To truly appreciate the Kwa Watoto Centre, you must see it in person. The Centre is 3 – 4 stories high, with several adjacent schools surrounding it. The Centre also has sleeping quarters for boys and girls. It is the school that all schools in the slums of Nairobi want to be….
As we arrived, I walked up to the top of the school, greeting everyone as I went with smiles and hugs. At the top, I made my way into a corner classroom, the library. I found two little children in there, with the librarian. The children stared at me with fascination as I approached. I could tell they spoke no English. I held out my hands for them to grab, and pulled a book off the shelf. Clifford, that lovable big red dog. I must have read it to them a few times, as they sat entranced. When we were done, I thought it would be best to join the others, and walked out onto the railing shown below.

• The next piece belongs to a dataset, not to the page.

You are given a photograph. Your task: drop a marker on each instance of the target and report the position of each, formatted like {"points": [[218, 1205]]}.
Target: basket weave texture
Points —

Kevin is attending St. Matthews secondary school here. He introduced me to his friends and teachers, and proudly showed me his room were he sleeps with 3 other boys from the school.
Kevin and I first met last year while working together on Eunice’s school. We continued that working tradition this year as well. We dug trenches, carried stones, shoveled and wheel barrelled cement together.
It’s funny to me how age seems to have little relevance in Kenya. Kevin is a teenager, me a middle aged man, and yet we get along like peas and carrots ( yup, it’s a Gump reference!)